How does one sell a bad idea? Dress it up with a lot of false conjecture and two-bit moral platitudes designed to guilt the audience into acquiescence lest they be labeled as heartless bigots for opposing it. Leftists have been using this tactic for decades, and the latest example comes out of Stockton, California.
The youthful 27-year-old Democrat mayor of Stockton, Michael Tubbs, recently announced his new plan to combat crime. He’s calling it “Advance Peace.” Tubbs’ program would grant a stipend of up to $1,000 a month to “those individuals deemed most likely to shoot somebody.” It is a novel take on the Universal Basic Income ideology, which is essentially a welfare program for displaced workers predicated on the notion that as technological development increases automation in production, workers are left behind without the means to earn a livable wage. Tubbs’ version, rather than providing basic income for a worker whose job skills have become obsolete, would focus on dissuading potentially violent individuals from engaging in criminal activity by essentially paying them not to commit crimes. What could possibly go wrong?
It’s like a school lunchroom monitor giving a bully a free meal in the hopes that he will feel no need to steal other kids’ lunch money. Instead of punishing criminal behavior, the program rewards it. How exactly will this lead to less crime? Clearly, the fundamental assertion being made is that poverty, not human nature, is the root cause of crime. While poverty in certain ways does exacerbate it, the fact of the matter is criminal behavior exists throughout all social economic spheres. Lying, stealing, cheating and murder are not isolated to poor communities. The root culprit for all crime is found in human nature. Wherever humanity exists these behaviors will quickly manifest.
An obvious objection to the program is this: What’s to stop individuals within the program from wastefully spending the free money? Tubbs’ answer is laughable for it naivety. The Los Angles Times writes, “Tubbs said what he’s heard from residents is that if their number comes up, they won’t use the extra $500 a month to buy a new car or television. They’ll pay bills. One mother said it would help with inflated food and utility costs when her kids come home from college for the summer.”

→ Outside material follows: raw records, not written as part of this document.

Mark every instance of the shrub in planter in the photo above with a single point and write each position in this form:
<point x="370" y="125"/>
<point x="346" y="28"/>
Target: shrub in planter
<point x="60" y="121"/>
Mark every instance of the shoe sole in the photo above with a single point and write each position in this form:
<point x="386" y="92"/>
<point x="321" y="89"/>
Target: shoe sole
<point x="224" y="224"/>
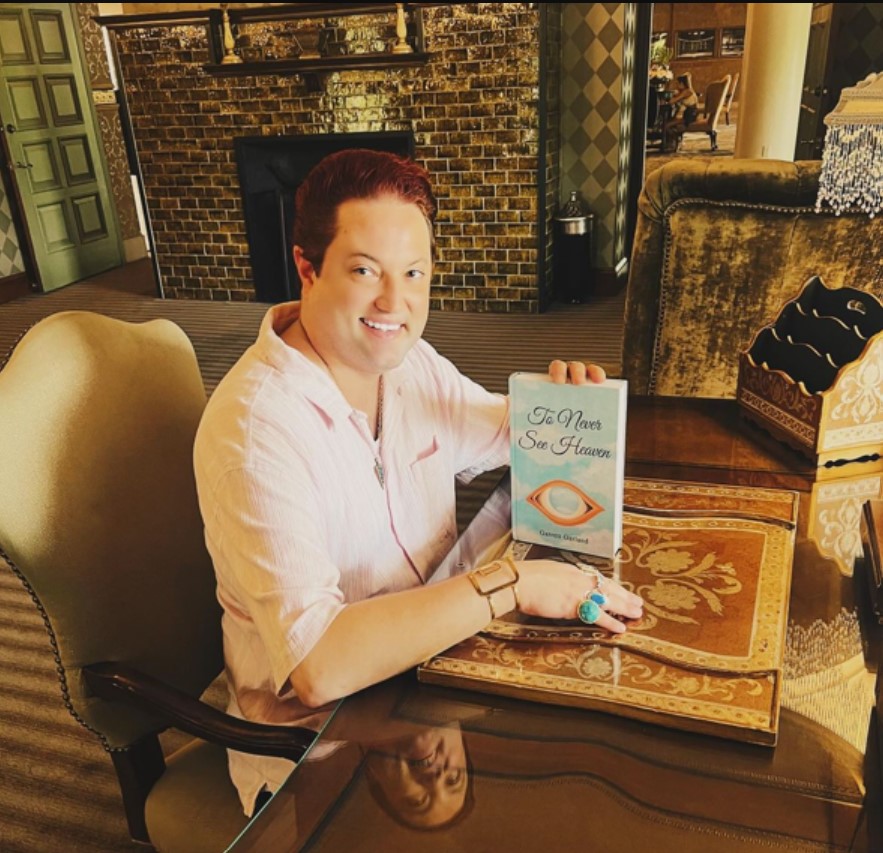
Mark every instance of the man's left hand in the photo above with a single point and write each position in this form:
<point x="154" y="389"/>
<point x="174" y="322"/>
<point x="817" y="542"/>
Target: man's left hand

Clearly, the program is intended as a gateway for leftist propaganda. While initially funded by private individuals, what’s to stop taxpayers from having to eventually foot the bill in the future? As with all these leftist welfare schemes, once people are hooked into the program it becomes tremendously difficult to cut them off. Political pressure will mount over any proposal for ending a source of income that people depend on. It will be met with howls of outrage for the supposed lack of concern for the poor or the insistence that doing so would guarantee a rise in crime. We all know how this game works.